2337 E Burnside St., 542-0880, screendoorrestaurant.com.

Fried chicken and waffles are a salty, sweet soul-food tradition from the Southern diaspora—depending on who you believe, originating at either a 1930s speakeasy in Harlem or a 1940s soul spot in Los Angeles. But over the past 10 years, standing in an hour-plus line to eat Screen Door's towering plate of fried chicken on a sweet potato waffle has also become a hallowed tradition, so popular that the restaurant is under constant pressure to come up with specials that compete with the chicken.

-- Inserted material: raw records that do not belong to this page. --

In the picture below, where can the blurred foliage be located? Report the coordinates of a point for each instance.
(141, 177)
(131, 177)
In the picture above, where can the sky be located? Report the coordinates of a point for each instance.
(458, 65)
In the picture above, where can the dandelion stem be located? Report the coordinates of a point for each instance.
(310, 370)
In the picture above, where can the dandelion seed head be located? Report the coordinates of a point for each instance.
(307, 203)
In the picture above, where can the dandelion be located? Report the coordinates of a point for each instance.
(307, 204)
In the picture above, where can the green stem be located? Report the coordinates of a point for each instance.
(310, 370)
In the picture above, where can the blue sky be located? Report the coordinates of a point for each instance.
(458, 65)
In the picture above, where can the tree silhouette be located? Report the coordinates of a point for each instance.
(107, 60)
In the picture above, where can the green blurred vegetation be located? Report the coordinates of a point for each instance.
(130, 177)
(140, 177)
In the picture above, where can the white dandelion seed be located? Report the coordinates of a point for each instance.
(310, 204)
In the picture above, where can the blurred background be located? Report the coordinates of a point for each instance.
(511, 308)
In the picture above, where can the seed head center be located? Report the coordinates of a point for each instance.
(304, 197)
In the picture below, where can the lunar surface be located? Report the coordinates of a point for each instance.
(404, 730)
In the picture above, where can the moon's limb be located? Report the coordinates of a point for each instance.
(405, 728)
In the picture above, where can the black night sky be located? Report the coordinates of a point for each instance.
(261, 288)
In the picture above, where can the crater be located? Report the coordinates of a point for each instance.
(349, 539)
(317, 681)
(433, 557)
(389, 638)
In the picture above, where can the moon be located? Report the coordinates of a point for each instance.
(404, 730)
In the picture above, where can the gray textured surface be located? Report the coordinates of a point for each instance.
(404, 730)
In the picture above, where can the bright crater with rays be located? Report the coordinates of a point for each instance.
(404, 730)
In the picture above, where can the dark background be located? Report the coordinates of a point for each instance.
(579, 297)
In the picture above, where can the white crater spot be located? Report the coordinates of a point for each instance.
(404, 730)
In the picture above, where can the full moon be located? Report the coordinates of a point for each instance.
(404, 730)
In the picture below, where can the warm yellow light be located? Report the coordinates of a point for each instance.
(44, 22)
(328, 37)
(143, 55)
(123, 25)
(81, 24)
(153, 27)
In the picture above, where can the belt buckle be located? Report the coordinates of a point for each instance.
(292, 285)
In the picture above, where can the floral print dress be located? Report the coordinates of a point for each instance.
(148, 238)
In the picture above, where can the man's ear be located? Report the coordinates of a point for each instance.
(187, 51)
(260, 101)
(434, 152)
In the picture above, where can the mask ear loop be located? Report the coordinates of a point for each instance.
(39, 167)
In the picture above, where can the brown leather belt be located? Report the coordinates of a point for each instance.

As told by co-owner Nicole Mouton…

"When we first opened, we didn't really know what to expect. It was a totally different restaurant scene. Clarklewis was in its heyday, and they wanted to kill the restaurant and re-create the restaurant. We said, 'Let's find a place where you can bring everybody and everybody feels at home.'

The thing we're most proud of is, we have the most diverse dining room in the city, hands down. All kinds of people come to our restaurant, and that makes me happy.

We didn't have the fried chicken and waffle on the menu originally, and we had customers asking about it. We started playing around with different versions.

A lot of times with fried chicken, they try to put in a bunch of secret-recipe spices. We felt like keeping it simple was best. We decided to go with boneless because brunch is fast-paced. We didn't want people to worry about chicken on the bone.

We went with a sweet potato waffle to give it a unique touch that we could call our own. It has some flavor in common with pie spice, but there's also some molasses. It works with fried chicken.

We just started loading chicken, and we got to a pound-plus of food. People just couldn't believe it. It was jaw-dropping to see that much food on one plate.

When we first started, it was more than we could handle. It was a learning curve. We had no idea when we put fried chicken on the menu it would outpace everything else.

It sort of creates a competition in the kitchen, within the menu itself. You can't have a kitchen where you get all the food coming off one station. We serve 500 plates in a brunch. What fantastic thing can we create that will lure people off the fried chicken? It's a challenge. We don't ever beat it, but we come close.

It tastes really damn good. Ten years later, you'll still catch me, the owner, sitting down to a plate of chicken and waffle."